Of particular interest, is that Academic Support is neither assigned, nor expressly described by, a caste. If titles correlate to perceptions of one’s status, the omission of an entire skills discipline should sound an alarm. ABA Standard 405 makes specific reference to legal writing faculty and clinical faculty, and none specifically to ASP. Legal writing professors deserve every advance they have fought for over the years, and more. Still we cannot presume to be included in the decades-long battle to erode the hierarchy separating doctrine from skills.

Our legal writing and clinical counterparts are rarely categorized as staff. Yet many in ASP have staff classifications, despite teaching required and elective courses. Too many in ASP are denied a voice or vote in the programs they teach or direct, are physically segregated far from the faculty hallways, and are denied budget funding for travel and professional development, and have 12-month appointments that limit writing projects and scholarly pursuits.
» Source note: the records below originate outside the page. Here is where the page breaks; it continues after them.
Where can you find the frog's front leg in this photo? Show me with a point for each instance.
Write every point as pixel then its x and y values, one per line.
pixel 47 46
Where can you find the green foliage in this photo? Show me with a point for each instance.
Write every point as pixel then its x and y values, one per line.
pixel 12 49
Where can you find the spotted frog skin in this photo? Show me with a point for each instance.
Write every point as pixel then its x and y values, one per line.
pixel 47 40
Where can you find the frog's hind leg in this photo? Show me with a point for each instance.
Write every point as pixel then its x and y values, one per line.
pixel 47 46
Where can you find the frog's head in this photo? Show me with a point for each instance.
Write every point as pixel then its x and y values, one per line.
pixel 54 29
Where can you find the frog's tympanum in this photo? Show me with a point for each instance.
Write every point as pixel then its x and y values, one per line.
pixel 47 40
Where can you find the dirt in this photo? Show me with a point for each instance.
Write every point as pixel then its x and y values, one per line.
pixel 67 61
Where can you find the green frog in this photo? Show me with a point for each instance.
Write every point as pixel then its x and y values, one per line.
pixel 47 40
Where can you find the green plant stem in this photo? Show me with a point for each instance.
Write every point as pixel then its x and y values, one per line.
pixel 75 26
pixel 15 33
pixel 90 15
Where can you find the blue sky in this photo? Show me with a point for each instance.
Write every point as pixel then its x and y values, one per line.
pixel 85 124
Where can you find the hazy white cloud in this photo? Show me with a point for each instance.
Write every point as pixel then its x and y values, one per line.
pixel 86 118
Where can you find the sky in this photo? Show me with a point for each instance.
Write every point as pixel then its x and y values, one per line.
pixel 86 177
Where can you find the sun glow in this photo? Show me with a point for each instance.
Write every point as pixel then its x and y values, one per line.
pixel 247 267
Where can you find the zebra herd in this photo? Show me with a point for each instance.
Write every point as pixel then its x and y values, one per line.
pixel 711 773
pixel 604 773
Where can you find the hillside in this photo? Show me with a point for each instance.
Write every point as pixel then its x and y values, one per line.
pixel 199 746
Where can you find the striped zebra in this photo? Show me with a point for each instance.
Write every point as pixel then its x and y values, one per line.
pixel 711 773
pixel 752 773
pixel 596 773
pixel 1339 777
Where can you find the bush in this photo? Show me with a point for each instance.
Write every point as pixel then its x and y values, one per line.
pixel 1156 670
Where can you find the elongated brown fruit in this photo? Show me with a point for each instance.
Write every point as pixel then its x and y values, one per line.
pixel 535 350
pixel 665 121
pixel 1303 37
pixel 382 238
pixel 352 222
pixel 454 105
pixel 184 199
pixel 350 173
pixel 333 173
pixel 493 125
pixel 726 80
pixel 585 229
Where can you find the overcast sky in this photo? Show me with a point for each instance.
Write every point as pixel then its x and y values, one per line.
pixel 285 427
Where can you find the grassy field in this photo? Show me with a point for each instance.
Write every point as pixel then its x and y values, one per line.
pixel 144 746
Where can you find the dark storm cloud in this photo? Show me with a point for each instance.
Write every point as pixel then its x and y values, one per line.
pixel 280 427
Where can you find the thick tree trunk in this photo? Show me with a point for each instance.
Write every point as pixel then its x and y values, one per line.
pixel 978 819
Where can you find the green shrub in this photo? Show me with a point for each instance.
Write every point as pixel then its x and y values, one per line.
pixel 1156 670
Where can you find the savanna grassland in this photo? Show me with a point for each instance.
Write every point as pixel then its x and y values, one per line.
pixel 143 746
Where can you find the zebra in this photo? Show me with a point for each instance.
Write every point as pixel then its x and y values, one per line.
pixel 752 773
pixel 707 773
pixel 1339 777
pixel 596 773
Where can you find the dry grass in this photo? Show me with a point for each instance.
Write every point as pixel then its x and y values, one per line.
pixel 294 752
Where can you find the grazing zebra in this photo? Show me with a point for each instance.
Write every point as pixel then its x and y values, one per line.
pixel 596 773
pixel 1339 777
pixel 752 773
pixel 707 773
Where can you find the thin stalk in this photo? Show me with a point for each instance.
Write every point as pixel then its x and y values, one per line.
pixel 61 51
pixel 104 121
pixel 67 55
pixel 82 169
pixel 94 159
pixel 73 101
Have law schools and the ABA created a caste-in-caste system by further subdividing the “skills” faculty? Why is ASP too often omitted from the from discussions about hierarchy and status?

Dickerson asks what our law schools would look like without the labor and skill of NTT. Would our program of education be as robust? Would student class performance and outcomes decline? Would our students succeed on the bar at the same rate? Perhaps we can add to her well-voiced list of questions: 1) how would our profession look without the unnecessary stratification that law schools perpetuate?  and 2) what are we willing to do about it?